Modern Woordenboek

Jozef Verschueren (1930)

Gepubliceerd op 30-06-2020

Karel de Grote

betekenis & definitie

Frankisch koning ( ➝ Karolingers), ° 742, 768 koning, 771 bij de dood van zijn broeder Karloman, ook van diens rijkshelft, vernietigde 774 het Langobardenrijk, onderwierp 772-804 de Saksen; ondernam 778 een veldtocht tegen de Arabieren (Omajaden) in Spanje, waarbij zijn achterhoede werd verslagen en Roeland sneuvelde; hief 788 het hertogdom Beieren op, verwoestte 796 het Rijk der Avaren en streed met goed gevolg tegen de Slavische volken in het oosten en de Denen in het noorden. Heer over bijna geheel West-Europa liet hij zich 25 dec. 800 te Rome door paus Leo III tot Rooms Keizer kronen en herstelde hierdoor het Westromeinse keizerschap.

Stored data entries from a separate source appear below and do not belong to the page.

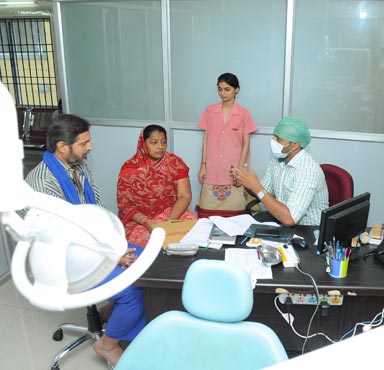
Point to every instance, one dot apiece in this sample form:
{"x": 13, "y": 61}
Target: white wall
{"x": 114, "y": 145}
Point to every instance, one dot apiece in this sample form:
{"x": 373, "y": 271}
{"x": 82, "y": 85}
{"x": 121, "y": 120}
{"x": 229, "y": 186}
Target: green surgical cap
{"x": 293, "y": 129}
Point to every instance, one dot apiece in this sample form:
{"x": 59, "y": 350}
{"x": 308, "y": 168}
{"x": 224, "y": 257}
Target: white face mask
{"x": 277, "y": 148}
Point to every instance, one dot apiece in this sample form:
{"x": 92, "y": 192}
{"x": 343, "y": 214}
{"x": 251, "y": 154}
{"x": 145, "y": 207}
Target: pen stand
{"x": 339, "y": 268}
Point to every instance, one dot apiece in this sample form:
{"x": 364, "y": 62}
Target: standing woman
{"x": 226, "y": 143}
{"x": 153, "y": 186}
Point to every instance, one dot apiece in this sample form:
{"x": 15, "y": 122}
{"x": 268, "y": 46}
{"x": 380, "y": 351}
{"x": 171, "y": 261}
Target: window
{"x": 27, "y": 65}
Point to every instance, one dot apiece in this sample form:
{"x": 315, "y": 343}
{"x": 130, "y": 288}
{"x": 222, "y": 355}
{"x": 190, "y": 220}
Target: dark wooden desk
{"x": 363, "y": 291}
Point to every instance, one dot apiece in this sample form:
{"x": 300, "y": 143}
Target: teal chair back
{"x": 211, "y": 335}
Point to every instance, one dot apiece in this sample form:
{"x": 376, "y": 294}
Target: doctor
{"x": 293, "y": 190}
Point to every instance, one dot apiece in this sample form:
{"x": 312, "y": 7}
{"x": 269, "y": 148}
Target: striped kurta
{"x": 41, "y": 179}
{"x": 300, "y": 185}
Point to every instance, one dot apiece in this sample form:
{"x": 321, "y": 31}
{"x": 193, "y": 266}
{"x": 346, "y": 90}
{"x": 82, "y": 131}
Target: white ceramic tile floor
{"x": 26, "y": 336}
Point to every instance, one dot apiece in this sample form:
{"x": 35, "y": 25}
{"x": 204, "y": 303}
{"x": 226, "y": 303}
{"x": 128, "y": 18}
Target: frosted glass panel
{"x": 339, "y": 65}
{"x": 244, "y": 37}
{"x": 113, "y": 54}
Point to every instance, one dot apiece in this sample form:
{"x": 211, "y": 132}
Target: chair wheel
{"x": 58, "y": 336}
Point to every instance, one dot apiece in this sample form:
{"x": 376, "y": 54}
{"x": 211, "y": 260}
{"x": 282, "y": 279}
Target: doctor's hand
{"x": 128, "y": 258}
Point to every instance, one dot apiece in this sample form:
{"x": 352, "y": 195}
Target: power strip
{"x": 310, "y": 299}
{"x": 289, "y": 256}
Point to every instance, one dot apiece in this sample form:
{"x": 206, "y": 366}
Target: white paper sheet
{"x": 199, "y": 233}
{"x": 248, "y": 258}
{"x": 236, "y": 225}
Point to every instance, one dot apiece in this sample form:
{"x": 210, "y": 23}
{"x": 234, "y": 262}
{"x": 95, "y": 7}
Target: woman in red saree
{"x": 153, "y": 186}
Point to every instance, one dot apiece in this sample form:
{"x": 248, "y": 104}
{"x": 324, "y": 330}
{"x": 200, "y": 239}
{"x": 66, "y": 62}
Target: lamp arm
{"x": 57, "y": 298}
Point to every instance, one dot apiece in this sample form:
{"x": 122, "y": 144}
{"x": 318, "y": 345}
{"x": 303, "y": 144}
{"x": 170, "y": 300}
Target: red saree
{"x": 149, "y": 188}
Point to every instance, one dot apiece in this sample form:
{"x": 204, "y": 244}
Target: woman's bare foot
{"x": 108, "y": 348}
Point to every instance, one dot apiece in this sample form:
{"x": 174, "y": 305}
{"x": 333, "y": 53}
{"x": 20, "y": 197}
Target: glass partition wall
{"x": 130, "y": 62}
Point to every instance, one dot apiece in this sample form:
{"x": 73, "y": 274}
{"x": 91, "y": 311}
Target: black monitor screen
{"x": 355, "y": 218}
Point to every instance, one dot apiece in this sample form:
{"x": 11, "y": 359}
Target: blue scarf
{"x": 65, "y": 181}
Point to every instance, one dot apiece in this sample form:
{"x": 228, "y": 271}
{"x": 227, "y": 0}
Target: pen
{"x": 244, "y": 240}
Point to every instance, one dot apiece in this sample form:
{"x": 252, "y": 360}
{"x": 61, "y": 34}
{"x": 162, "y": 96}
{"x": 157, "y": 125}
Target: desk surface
{"x": 365, "y": 277}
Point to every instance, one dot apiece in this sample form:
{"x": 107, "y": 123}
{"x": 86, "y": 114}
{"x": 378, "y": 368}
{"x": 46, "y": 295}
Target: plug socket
{"x": 288, "y": 317}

Hij overleed 814 en werd begraven in zijn residentiestad Aken. Door zijn talrijke wetten (Kapitulariën), de rijksdagen (Meivelden), het zenden van afgezanten (Missi dominici, zendgraven) naar de gouwgraven, zorgde hij voor de veiligheid en de welvaart van zijn onderdanen. Beschermer van de godsdienst, stichtte hij bisdommen, kloosters en scholen; voorstander der wetenschap, riep hij geleerde mannen aan zijn hof o. a. Alcuinus, Paulus Diaconus en Eginhard, zijn bouwmeester en biograaf. Hij deed ook de alleroudste liederen over de daden en oorlogen der vroegere koningen verzamelen en optekenen.